Lanfrica: A Database for African Languages developed by a Student of Jacobs University

Bonaventure is a final-year MSc Student in Data Engineering at Jacobs University Bremen. (Source: Jacobs University)


April 27, 2022
An estimated 2,000 languages are spoken on the African continent, more than in any other region of the world. The digital world, however, does not reflect their diversity; it is dominated by English. To change this, Bonaventure Dossou, a Master's student in Data Engineering at Jacobs University Bremen, together with his friend Chris Emezue developed a translation and speech recognition software for Fon, a language spoken in his home country of Benin. In addition, they also developed MMTAfrica, a multilingual machine translation for six African languages. Now they are following up with Lanfrica (, a central database for African languages. The basic idea of Lanfrica has already been awarded in a UNESCO startup competition last year.

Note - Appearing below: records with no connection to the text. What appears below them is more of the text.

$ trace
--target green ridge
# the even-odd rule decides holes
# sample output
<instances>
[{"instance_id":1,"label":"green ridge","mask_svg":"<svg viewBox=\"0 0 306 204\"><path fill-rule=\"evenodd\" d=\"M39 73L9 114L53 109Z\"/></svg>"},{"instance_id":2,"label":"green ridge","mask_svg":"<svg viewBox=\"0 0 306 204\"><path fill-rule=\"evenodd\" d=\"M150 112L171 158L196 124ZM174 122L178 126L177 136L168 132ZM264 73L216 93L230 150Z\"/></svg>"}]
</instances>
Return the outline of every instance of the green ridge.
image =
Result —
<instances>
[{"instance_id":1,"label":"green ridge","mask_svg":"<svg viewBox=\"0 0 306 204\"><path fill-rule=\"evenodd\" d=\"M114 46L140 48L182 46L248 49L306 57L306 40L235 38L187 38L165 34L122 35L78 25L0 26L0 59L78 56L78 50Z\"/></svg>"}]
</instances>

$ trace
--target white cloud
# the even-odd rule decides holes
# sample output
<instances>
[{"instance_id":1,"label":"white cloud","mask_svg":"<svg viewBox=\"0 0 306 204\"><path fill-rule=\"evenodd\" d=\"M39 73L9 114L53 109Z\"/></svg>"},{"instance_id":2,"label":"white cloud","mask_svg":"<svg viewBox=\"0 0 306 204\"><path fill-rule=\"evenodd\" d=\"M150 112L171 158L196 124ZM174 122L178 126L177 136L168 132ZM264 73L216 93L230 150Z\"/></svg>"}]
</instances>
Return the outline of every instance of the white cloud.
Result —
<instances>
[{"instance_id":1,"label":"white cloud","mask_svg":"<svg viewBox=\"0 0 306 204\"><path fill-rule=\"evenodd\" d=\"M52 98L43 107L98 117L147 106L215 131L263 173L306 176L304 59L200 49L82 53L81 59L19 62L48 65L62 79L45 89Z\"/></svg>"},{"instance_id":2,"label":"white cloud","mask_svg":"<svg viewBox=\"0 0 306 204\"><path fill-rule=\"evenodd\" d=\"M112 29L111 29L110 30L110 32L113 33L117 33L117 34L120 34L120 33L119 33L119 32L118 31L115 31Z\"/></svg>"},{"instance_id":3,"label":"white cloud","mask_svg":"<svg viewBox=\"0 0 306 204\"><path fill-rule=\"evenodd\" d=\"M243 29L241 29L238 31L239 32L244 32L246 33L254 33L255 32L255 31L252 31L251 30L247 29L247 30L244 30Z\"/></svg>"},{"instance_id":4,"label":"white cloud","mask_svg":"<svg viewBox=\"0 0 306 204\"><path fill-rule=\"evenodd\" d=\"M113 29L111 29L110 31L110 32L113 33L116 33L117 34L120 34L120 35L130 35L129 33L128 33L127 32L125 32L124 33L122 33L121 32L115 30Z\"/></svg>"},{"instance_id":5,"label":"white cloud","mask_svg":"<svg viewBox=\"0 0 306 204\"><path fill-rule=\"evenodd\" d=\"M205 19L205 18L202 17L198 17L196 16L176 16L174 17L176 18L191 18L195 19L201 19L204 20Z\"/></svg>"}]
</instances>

"We want to improve the visibility and representation of African languages on the Internet," explained Bonaventure. Discoverability is limited not only because English dominates machine learning technologies, and language assistants from Google or Apple barely support African languages. But also because many African languages are not written languages. Often, only a few texts and sources exist as a data basis for NLP technologies (Natural Language Processing) such as machine translation.
Lanfrica is intended to remedy this situation. It sees itself as a catalog, a research tool that provides easy and clear access to existing research, data packages or archives. And it aims to bring together existing initiatives dealing with the machine readability of African languages.

The idea is catching on. At the ViVaTech-UNESCO Challenge, an international startup event, the duo presented Lanfrica in June 2021 and took first place in the category "Overcoming Language Barriers through Data and Artificial Intelligence". Through this competition, the United Nations Educational, Scientific, Cultural and Communication Organization promotes technology-based solutions that contribute to linguistic diversity and multilingualism. "It was exciting", Bonaventure said. "Winning has motivated us to further stay on the topic".

And so he does. Although he is just returning from a study visit of several months in Montreal, Canada. There, Bonaventure has been enrolled – as part of his Master's degree at Jacobs University – at the Mila - Quebec Artificial Intelligence Institute, the world’s renown Deep Learning research center. Furthermore, Bonaventure has also been an active student researcher at Google AI during his time in Canada. "I was able to pursue my second passion in Canada besides languages, which are health and biology related topics like developing new drugs using deep learning".

His stay in Canada also has to do with the pharmaceutical company Roche. The 25-year-old is supported within the framework of a cooperation between Roche Germany and Jacobs University and has gained practical experience in the industry at Roche Canada. The 25-year-old is also working on a health topic in his upcoming Master's thesis at Jacobs University. In his thesis, he is using Deep Learning to statistically analyze disease-associated mutations in the context of chromosomes that are publicly available from genome-wide association studies.

He will graduate from Jacobs University in June. What comes next, whether a PhD or a first job in the industry, remains to be seen. Already, however, Bonaventure has seen and done a lot. He grew up in Benin, studied mathematics in Russia at the Kazan Federal University, moved to Bremen, Germany, for his Master's degree at Jacobs University, and expanded his knowledge in Canada. He said, "I want to do meaningful and impactful research. I'm looking forward to seeing, achieving, and creating more".